In the three years leading up to last year's election, political parties spent $880 million, up $176 million from the $704 million spent in the three years leading into the 2022 election.
The biggest spenders were the now-split Coalition parties, which spent $212 million between them. Clive Palmer's Trumpet of Patriots spent $53 million but again failed to win a seat in Parliament.
The disclosures cover payments from 1 July 2024 to 30 June 2025, meaning Australians have waited up to 19 months to find out about some political donations.
Key findings
- In 2024-25, the Labor Party spent $160 million, the Liberals $193 million, the Nationals $19 million, the Greens $40 million, Trumpet of Patriots $53 million and One Nation $3 million.
- By contrast, independent candidates spent $29 million at the 2025 federal election.
- Because of gaps in Australia's donation disclosure laws, numbers are not directly comparable.
- Over the three-year election cycle, party spending went from $782 million (2016-2019) to $704 million (2019-2022) to $880 million (2022-2025).
- From the middle of this year, political donations over $5,000 will be disclosed in real time (if they are for a campaigning purpose).
- Last year, Labor and Liberal voted together to increase per-vote public funding for political parties and candidates by about $41 million, of which about three-quarters of the increase ($32 million) would go to the major parties.

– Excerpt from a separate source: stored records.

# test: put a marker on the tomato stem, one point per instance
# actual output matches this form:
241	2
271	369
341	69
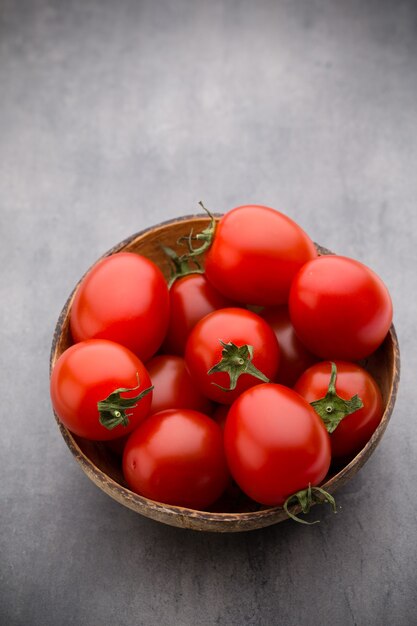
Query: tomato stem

"Waiting up to nineteen months to find out who is funding Australia's political parties is ridiculous. Fortunately, from the middle of this year stricter donation laws mean Australians will find out about many political donations in real time," said Bill Browne, Director of the Australia Institute's Democracy & Accountability Program.
"Even with improved donation disclosure rules, there will be cash-for-access payments that Australians never find out about.
"Last year, Labor, Liberal and the Nationals voted together to dramatically increase taxpayer funding - to the extent that when the next election comes around, the taxpayer will be funding over half of the cost of major party election campaigns.
"In Australia, it's perfectly legal to lie in a political ad. And thanks to taxpayer funding of election campaigns, you could be the one paying for the ad that lies to you.
"Democracy depends on robust competition and a diversity of voices, but in Australia the playing field is tilted towards incumbents and major parties at the expense of new challengers. "Not one democracy or integrity group in Australia supported the Albanese government's rushed and unfair changes to electoral laws."